In 2016, there were 269 kidney transplants in BC and over 3,100 dialysis patients in need of a transplant. Almost 94 per cent of kidney transplant patients take an immunosuppressant medication called tacrolimus (Tac), which inhibits the rejection of the new organ. However, side effects from Tac need to be closely monitored for patient safety and transplant efficacy. The predictive smartphone app being developed through this research study could provide important data, reduce testing costs and side effects and enhance transplant outcomes.
“Mobile phone based apps have revolutionized how we make, view and distribute information in many facets of our daily lives,” explains Dr. Nguan. “By developing an app that measures medication-induced tremor in renal transplant patients, our hope is that patients will be further empowered to have ownership of their care, and have an improved quality of life.”

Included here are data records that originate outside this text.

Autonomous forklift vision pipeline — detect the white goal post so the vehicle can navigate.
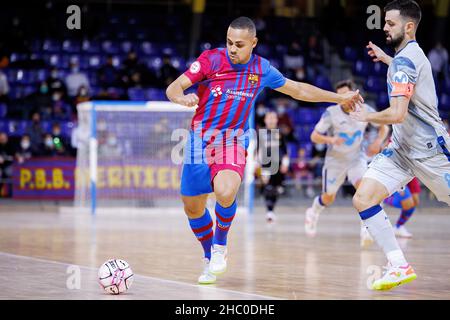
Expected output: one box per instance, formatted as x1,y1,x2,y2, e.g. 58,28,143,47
74,101,256,214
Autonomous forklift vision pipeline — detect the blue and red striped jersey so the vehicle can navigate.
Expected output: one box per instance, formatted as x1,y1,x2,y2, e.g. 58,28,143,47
184,48,286,140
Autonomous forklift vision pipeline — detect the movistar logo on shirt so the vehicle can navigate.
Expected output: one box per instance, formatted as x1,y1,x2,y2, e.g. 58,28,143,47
339,130,362,146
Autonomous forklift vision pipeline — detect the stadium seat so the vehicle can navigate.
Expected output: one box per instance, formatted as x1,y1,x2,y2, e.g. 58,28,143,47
161,44,177,56
147,57,162,70
314,75,333,91
9,52,28,62
297,108,316,125
128,88,146,101
5,120,29,137
36,69,49,82
102,40,119,54
287,142,298,159
0,118,8,133
372,62,387,77
200,42,211,52
364,76,386,93
170,57,186,71
81,40,100,53
89,55,103,69
139,41,160,55
353,60,370,77
60,121,74,138
62,40,81,53
120,41,134,53
439,92,450,111
344,46,358,61
0,103,8,119
42,39,61,53
299,141,313,159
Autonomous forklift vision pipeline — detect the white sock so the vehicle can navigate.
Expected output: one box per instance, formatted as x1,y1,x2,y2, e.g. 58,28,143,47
386,250,408,267
363,210,408,267
312,196,326,213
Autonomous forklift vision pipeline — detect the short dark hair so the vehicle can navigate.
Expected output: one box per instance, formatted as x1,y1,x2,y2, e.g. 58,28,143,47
335,79,356,91
384,0,422,26
230,17,256,36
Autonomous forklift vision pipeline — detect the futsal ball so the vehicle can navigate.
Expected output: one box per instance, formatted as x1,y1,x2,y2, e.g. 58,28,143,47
98,259,134,294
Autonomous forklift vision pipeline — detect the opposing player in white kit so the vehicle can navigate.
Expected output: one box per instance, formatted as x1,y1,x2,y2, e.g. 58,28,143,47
305,80,388,247
351,0,450,290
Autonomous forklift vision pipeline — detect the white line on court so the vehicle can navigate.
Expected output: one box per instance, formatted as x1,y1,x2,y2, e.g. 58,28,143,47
0,252,281,300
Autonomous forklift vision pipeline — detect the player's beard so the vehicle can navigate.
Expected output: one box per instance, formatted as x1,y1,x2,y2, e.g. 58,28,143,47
386,31,405,49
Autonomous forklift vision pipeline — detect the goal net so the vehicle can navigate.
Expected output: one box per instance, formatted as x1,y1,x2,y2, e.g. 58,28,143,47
74,101,254,213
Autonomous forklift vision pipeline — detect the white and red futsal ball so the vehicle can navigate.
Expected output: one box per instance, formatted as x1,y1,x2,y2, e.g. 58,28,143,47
98,259,134,294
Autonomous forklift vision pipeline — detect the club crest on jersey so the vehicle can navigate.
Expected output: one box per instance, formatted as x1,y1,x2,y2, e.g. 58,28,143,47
248,73,259,86
211,86,222,97
189,61,201,73
393,71,409,84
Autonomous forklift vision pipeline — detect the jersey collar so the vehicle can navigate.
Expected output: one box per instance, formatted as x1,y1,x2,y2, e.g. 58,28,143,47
224,48,255,69
395,40,417,56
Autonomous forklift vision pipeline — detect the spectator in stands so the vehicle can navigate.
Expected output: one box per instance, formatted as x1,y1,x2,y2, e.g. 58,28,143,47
0,69,9,102
122,50,139,71
15,134,37,163
39,133,58,157
51,91,71,121
159,54,179,88
66,61,90,97
98,132,122,158
26,81,53,120
255,102,269,129
283,40,305,81
72,86,89,114
0,132,14,196
428,42,449,83
46,67,67,98
52,122,71,155
276,99,297,142
306,35,325,81
98,55,119,88
25,112,44,148
292,148,314,198
122,51,159,88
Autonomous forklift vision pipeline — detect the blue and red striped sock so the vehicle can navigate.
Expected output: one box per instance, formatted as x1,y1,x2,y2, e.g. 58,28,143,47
213,200,237,246
189,209,214,259
396,207,416,228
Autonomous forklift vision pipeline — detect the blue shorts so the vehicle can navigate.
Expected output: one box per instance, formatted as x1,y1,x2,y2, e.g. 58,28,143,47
180,163,213,197
384,187,411,209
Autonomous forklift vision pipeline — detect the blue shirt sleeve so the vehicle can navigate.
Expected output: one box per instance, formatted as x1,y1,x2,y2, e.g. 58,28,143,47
263,66,286,89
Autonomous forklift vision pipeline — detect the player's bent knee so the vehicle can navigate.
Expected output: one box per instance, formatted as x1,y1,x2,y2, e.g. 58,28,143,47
182,197,206,219
352,192,372,211
321,193,336,206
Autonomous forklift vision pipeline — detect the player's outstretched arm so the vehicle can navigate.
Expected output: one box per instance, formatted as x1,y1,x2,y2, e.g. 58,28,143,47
275,79,364,108
350,96,410,124
166,74,199,107
366,41,394,65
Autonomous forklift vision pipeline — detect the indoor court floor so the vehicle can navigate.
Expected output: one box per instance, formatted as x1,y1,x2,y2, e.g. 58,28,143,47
0,207,450,300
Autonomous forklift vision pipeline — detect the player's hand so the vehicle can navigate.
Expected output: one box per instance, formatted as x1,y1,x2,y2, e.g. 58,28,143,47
367,140,381,157
366,41,390,64
177,93,199,107
339,90,364,111
350,106,369,122
330,136,345,146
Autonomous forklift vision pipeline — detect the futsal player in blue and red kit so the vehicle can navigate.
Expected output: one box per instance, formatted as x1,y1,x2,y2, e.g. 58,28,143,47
166,17,362,284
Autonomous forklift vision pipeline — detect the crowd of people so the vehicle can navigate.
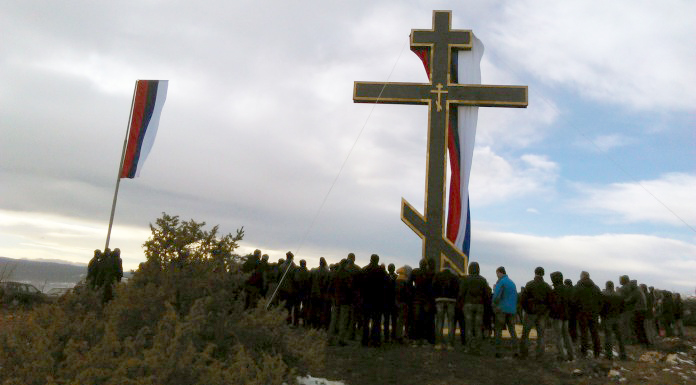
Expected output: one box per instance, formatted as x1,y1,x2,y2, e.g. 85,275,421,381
242,250,684,360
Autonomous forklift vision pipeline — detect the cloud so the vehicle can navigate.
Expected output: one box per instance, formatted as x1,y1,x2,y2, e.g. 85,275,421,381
0,210,150,268
469,147,559,206
573,173,696,229
578,134,636,152
472,226,696,292
492,0,696,111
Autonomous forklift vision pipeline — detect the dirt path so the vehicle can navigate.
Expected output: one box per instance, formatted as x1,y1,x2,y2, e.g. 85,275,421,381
311,328,696,385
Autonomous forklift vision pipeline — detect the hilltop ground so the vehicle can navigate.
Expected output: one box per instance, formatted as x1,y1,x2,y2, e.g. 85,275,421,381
311,327,696,385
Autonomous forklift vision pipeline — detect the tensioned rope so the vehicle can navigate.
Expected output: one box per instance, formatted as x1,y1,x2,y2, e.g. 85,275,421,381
297,40,408,252
266,40,408,308
490,49,696,233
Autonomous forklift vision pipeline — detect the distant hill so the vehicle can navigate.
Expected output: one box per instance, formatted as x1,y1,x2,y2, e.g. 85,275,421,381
0,257,132,292
0,257,87,289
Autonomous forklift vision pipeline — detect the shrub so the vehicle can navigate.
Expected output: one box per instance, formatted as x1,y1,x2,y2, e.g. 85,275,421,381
0,214,326,385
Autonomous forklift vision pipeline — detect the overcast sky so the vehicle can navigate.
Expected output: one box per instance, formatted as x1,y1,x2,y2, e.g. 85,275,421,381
0,0,696,293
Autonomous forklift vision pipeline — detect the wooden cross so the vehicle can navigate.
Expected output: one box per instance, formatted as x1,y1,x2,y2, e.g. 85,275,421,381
353,11,527,274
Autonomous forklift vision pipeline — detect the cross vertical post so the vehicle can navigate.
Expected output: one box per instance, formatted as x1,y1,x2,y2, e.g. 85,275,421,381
353,11,527,274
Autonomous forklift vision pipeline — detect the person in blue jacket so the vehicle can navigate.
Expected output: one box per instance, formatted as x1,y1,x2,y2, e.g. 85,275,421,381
493,266,517,358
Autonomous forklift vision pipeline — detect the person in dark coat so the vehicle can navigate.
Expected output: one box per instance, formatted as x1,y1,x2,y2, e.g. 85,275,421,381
360,254,388,346
616,275,637,344
674,293,684,338
600,281,626,360
309,257,331,329
520,267,552,358
346,253,363,340
394,265,413,343
278,251,298,325
329,259,354,346
563,278,578,344
459,262,491,354
660,290,674,337
433,265,459,350
549,271,575,361
574,271,602,358
638,283,657,346
384,263,398,342
411,259,435,346
242,249,263,309
293,259,312,326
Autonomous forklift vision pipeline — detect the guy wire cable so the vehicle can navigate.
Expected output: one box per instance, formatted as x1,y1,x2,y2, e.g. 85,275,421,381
297,39,406,253
266,39,406,309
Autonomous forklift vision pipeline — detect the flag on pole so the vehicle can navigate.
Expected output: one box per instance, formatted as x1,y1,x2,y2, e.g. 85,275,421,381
119,80,169,179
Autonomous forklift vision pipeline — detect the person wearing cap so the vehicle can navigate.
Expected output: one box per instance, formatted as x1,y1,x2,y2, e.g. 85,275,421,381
520,267,552,358
433,265,459,350
492,266,517,358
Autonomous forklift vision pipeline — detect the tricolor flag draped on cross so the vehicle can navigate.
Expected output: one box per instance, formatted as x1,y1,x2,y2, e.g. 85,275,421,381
119,80,169,179
414,34,483,256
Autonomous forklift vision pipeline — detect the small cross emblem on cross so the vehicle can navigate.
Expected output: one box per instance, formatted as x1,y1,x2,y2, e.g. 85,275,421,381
353,11,527,274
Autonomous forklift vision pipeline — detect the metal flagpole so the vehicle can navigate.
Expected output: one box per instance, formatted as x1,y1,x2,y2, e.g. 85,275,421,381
104,80,138,251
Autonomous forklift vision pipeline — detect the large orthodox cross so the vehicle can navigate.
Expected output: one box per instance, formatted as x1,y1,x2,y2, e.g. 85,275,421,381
353,11,527,274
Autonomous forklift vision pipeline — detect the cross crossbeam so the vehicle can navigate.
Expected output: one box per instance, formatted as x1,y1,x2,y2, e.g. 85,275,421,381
353,11,527,274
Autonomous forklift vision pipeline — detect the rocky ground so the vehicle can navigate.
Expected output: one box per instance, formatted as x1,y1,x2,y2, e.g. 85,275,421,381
311,327,696,385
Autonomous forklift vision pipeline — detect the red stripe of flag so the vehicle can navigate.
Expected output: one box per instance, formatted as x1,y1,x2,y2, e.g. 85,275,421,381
120,80,149,178
447,122,462,242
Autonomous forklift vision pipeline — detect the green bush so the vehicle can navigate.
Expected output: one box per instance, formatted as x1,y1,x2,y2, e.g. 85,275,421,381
0,214,326,384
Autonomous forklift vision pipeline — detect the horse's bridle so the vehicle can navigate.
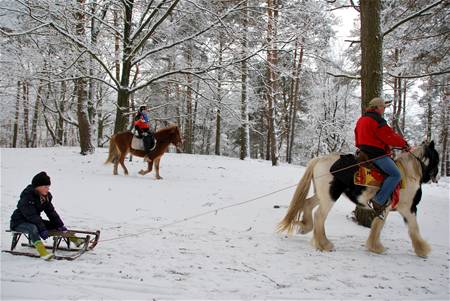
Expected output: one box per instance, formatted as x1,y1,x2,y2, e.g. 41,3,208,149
408,151,427,182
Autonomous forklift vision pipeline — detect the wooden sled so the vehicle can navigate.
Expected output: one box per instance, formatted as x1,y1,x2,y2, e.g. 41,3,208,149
2,230,100,260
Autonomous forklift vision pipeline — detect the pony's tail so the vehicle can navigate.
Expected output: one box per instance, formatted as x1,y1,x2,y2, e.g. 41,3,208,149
105,134,119,164
277,158,319,234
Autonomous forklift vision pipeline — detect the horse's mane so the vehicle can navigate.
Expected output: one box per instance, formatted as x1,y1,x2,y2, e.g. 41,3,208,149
156,124,178,133
395,144,426,181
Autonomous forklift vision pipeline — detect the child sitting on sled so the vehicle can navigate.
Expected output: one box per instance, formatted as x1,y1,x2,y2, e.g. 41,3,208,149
10,171,83,260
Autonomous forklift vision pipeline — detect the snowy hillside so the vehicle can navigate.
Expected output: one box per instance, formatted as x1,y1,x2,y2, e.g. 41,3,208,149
1,148,449,300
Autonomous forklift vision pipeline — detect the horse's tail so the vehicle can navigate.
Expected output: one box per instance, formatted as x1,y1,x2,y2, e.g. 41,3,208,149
105,134,119,164
277,158,320,234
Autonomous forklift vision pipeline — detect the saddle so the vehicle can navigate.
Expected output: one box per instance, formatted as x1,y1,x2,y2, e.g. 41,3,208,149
330,151,405,208
131,135,157,152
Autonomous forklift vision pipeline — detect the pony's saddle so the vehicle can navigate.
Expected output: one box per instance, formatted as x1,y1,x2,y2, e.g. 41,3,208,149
330,152,404,188
131,134,157,152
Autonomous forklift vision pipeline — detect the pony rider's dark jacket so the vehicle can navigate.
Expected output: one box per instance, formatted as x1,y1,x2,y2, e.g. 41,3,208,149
10,185,64,232
355,110,407,158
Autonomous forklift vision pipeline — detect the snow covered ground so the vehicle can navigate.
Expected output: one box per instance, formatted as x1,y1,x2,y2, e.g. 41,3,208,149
1,148,449,300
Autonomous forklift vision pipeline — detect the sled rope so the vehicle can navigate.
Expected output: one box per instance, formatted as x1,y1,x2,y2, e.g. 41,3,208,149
100,183,298,242
100,153,391,242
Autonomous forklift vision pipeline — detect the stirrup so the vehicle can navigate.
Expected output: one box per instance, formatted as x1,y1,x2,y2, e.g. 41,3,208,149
367,199,391,221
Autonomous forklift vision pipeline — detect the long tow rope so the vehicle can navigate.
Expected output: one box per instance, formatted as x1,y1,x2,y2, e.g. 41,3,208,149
100,153,391,242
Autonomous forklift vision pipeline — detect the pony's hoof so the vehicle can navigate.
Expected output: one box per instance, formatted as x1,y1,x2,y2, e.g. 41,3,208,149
311,238,334,252
414,241,431,258
297,222,313,235
367,243,385,254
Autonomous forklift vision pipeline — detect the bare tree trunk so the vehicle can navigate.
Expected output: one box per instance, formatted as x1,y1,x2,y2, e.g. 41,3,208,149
426,77,433,141
23,81,30,147
267,0,278,166
239,1,250,160
288,39,305,163
184,43,194,154
355,0,383,225
31,82,42,147
56,81,67,145
214,35,224,156
12,81,22,147
400,79,408,133
75,0,95,155
114,0,134,133
439,77,450,177
360,0,383,112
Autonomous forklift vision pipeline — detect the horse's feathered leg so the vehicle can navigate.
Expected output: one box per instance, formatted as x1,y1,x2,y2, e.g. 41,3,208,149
154,157,162,180
397,206,431,257
297,195,319,234
139,160,153,176
312,196,334,251
366,212,389,254
118,152,128,176
277,158,319,234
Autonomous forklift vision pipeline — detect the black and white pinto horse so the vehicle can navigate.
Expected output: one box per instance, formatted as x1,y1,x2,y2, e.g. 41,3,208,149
278,141,439,257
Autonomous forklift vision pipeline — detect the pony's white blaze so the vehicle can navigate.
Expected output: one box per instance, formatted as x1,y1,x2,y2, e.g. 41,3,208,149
278,142,439,256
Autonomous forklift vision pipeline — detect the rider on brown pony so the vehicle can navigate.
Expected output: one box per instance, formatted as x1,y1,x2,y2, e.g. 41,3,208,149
134,105,155,155
355,97,409,219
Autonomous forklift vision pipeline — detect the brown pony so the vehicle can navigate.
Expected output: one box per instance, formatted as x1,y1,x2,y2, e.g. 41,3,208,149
105,125,182,180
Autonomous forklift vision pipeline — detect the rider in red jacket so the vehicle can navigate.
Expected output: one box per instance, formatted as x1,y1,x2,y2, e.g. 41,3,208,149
355,97,409,219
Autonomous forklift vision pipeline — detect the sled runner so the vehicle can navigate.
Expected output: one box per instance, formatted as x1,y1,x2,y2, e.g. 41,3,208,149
2,230,100,260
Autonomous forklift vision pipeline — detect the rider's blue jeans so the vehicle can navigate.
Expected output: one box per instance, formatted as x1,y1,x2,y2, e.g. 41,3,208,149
373,156,402,205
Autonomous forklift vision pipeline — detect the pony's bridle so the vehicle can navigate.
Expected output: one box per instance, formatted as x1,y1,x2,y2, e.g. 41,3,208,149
408,150,427,182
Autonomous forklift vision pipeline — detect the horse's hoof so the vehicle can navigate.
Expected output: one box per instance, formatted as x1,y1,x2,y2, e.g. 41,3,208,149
413,241,431,258
367,243,385,254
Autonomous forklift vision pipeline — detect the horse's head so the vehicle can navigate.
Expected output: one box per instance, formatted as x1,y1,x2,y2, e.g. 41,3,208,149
419,141,439,183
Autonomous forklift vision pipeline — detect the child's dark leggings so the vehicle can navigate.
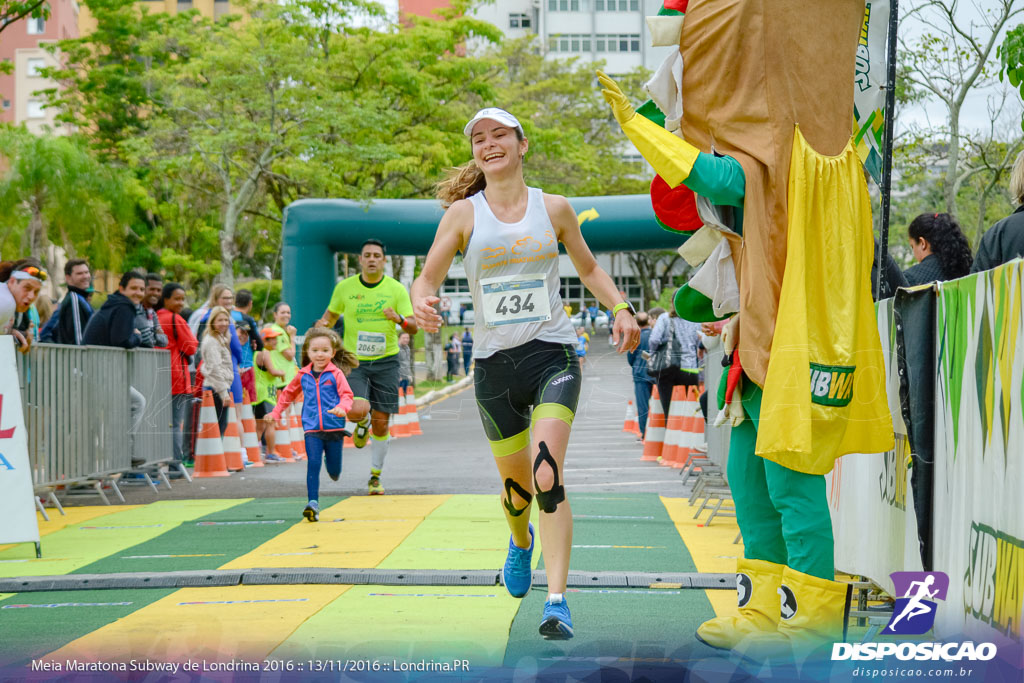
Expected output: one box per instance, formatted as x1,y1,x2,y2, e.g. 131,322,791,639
305,434,341,501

Chronic scrotal contents pain (CSCP) is a common condition that affects men of all ages. Current treatments provide pain relief for only one to four hours, and do not work for all men. This Phase I clinical trial will investigate a new slow-release treatment called ST-CP that will be given as an injection to 15 men with CSCP. If proven safe and effective, ST-CP would go to Phase II and III clinical trials with the ultimate goal of being released on the market as a treatment for men with CSCP.
“The study will allow our team to evaluate a minimally invasive system for providing prolonged local anaesthetic delivery to the nerve supply that transmits pain from the scrotal contents to the central nervous system,” says Dr. Paterson. “If deemed effective, safe and durable, this studies’ published findings will provide urologists with a new therapeutic option for this challenging patient population suffering from chronic scrotal pain.”
Oral cancer (OC) is the sixth most commonly diagnosed cancer type and one that too often carries with it a poor prognosis. Despite advances in treatment, overall survival rates for this disease have not changed for decades, highlighting the dire need for new clinical tools to improve outcomes and, in turn, reduce costs. This research study investigates a circulating microRNA biomarker tool capable of detecting recurrent oral cancers in the early stages. Early treatment improves the odds of survival, as some interventions not available at later stages of the disease are still effective with early diagnosis.
“We are investigating a blood biomarker that will help identify oral cancer patients in remission who are at risk of recurrent disease,” comments Dr. Prisman. “This biomarker may be the earliest sign of disease recurrence. It can lead to diagnosing and treating patients before clinical signs are present, which has great promise for decreasing morbidity and improving survival.”